We see, for example, how we are told about sustainability and clean energy, while in the last four years not a single watt of green energy has been installed.

We see how they talk to us about land consumption, while they defend the construction of new roads instead of burying the existing ones.

We see how they tell us that the change of model is working because Irish tour operators give us the award for the best winter destination compared to Dubai and other destinations, when the reality is that this year, if the accounts do not fail, Lanzarote has been receiving this award for 21 years, and consecutively.

We see how they talk to us about sustainable tourism and fewer tourists, while they happily announce that more frequencies for the island have been achieved at the last fair.

And before all this we remain silent, some accept octopus as a pet, and we don't even waste energy in reminding those who govern that we cannot contribute anything because, in total, it seems that they already have everything planned assuming that it is what we all want (read in an ironic way). Remember that this government knows everything because it has the gift of supreme wisdom and, as if that were not enough, it is a presidential word.

But there are speeches that we must answer because they are repeated more and more in the media by people who know as much about tourism as I do about Space Engineering, and they speak and repeat that Lanzarote needs quality tourism like the one we had in the 80s, not the tourism of today.

Many of these parrots did not even exist in the 80s, they hear about that tourism that spent a lot and gave very high tips, but they do not know that that tourism was not of quality but that they had a very high standard of living, compared to the misery that was experienced in the beginnings of tourism in Lanzarote.

In fact, upon the arrival of tourism, the worker earned more in tips than in salary because, for a German, for example, 1,000 pesetas of the time was nothing while for us it was a lot.

In those years, the German tourist arrived in Lanzarote with their 500 mark bills and the Norwegian with their crowns.

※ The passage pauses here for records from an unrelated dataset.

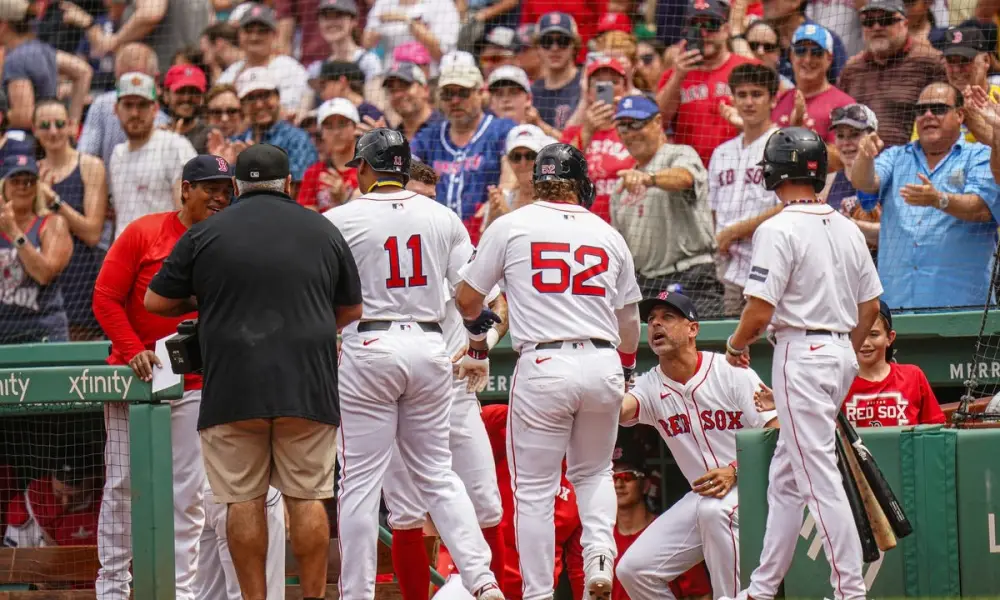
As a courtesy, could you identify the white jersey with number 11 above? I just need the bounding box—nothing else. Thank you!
[462,201,642,350]
[323,190,473,323]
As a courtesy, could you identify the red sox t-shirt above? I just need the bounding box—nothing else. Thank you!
[560,125,635,223]
[656,54,757,165]
[842,363,944,427]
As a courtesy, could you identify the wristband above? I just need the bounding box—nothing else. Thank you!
[726,336,746,356]
[486,327,500,350]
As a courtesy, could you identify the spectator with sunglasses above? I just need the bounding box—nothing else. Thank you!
[611,96,723,317]
[837,0,947,146]
[611,429,712,600]
[656,0,752,164]
[850,82,1000,309]
[205,83,246,139]
[521,12,583,131]
[771,23,854,142]
[731,19,795,91]
[562,58,635,221]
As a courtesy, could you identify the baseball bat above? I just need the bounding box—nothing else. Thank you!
[837,432,896,552]
[836,435,879,563]
[837,411,913,538]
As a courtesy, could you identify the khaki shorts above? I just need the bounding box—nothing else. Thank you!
[201,417,337,504]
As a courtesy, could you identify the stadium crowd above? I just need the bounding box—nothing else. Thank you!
[0,0,988,600]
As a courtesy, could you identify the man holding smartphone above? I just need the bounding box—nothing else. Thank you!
[561,56,635,222]
[656,0,754,165]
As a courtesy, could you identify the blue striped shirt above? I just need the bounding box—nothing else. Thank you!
[859,138,1000,309]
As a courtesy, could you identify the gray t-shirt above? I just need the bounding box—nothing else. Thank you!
[611,144,715,278]
[122,0,212,73]
[3,40,59,100]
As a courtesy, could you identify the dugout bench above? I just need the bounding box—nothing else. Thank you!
[0,342,444,600]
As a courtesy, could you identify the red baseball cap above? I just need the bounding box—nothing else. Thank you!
[597,13,632,34]
[587,57,628,77]
[163,65,208,94]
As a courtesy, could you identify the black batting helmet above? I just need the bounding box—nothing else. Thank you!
[758,127,827,194]
[533,144,597,208]
[347,127,410,184]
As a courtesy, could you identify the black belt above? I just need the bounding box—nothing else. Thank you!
[358,321,441,333]
[535,338,615,350]
[806,329,847,337]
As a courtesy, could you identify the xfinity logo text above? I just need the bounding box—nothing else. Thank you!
[69,369,132,400]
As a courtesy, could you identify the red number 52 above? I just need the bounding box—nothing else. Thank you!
[531,242,608,296]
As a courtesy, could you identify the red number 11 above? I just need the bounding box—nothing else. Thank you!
[382,233,427,288]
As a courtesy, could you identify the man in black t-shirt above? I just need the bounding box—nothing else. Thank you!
[145,144,361,600]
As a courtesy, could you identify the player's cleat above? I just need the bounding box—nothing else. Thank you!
[584,554,615,600]
[472,583,504,600]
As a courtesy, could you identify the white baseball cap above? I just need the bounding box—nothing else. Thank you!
[316,98,361,125]
[488,65,531,94]
[236,67,278,100]
[504,125,555,154]
[116,72,156,101]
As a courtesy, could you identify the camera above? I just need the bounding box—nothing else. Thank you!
[166,319,202,375]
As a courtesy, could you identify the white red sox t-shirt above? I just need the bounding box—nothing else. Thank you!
[623,352,777,483]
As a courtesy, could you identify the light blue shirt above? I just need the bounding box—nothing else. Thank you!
[859,138,1000,309]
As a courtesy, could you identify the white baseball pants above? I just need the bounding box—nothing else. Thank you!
[195,482,285,600]
[382,380,503,529]
[615,487,740,600]
[95,390,207,600]
[508,341,625,600]
[749,330,866,600]
[337,323,496,600]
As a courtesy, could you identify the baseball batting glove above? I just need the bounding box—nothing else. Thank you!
[465,308,500,342]
[458,348,490,394]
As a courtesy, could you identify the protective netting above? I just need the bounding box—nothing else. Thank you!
[0,0,1000,343]
[0,410,106,590]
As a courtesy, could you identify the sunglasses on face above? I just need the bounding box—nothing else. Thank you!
[441,88,472,102]
[612,471,645,483]
[615,119,652,132]
[507,150,538,164]
[747,42,778,54]
[208,108,240,119]
[914,102,955,117]
[792,44,826,58]
[538,34,573,50]
[861,13,902,28]
[830,104,868,123]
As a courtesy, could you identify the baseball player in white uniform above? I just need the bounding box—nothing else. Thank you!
[194,481,286,600]
[325,128,503,600]
[726,127,882,600]
[708,63,781,316]
[449,144,641,600]
[615,292,777,600]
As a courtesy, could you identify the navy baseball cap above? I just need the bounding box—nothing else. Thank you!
[234,144,290,181]
[181,154,233,183]
[639,292,698,322]
[0,154,38,178]
[614,95,660,121]
[535,12,580,38]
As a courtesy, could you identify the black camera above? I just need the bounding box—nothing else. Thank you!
[166,319,202,375]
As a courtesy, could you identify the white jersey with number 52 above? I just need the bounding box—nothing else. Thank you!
[462,201,642,350]
[323,190,473,323]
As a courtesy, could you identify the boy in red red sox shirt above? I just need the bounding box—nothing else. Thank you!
[93,154,233,600]
[611,430,712,600]
[841,301,944,427]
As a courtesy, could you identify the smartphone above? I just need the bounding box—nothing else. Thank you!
[596,81,615,106]
[684,27,705,62]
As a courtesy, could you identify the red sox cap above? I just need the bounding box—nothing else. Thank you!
[639,292,698,322]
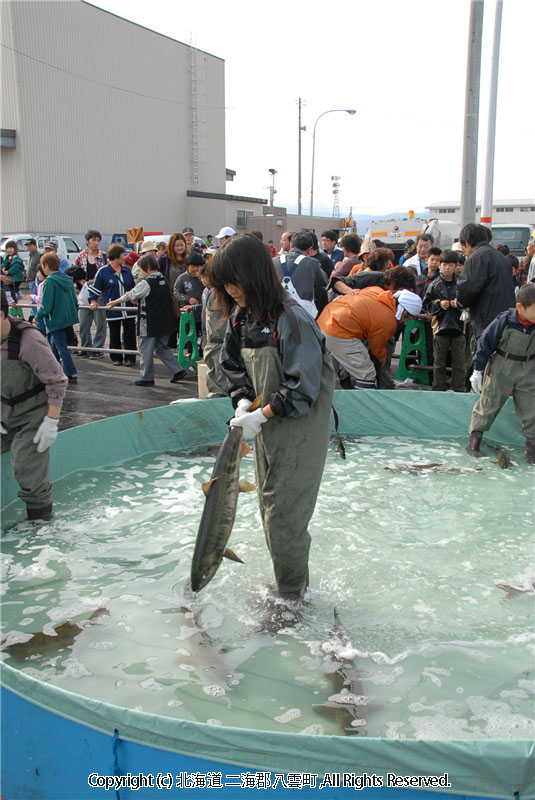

Their currency was so strong against the peseta that they seemed like very rich people, when the reality is that it was as if we were traveling to a poor country with a weak currency and we seemed like very rich people when in reality we are minimum wage workers. I don't know if I'm explaining myself.

By the way, I have to say that many of those tourists continue to come to the island every year and even their children and grandchildren come regularly and remember the old times when everything was different, especially how cheap everything was for them.

And I am concerned about the discourse, not because they miss those times when the vast majority of us were poor, where many young people could not go to study but to work, and where many families 'sacrificed' their older children employing them where there was work to be able to send the youngest to the University and the family could subsist.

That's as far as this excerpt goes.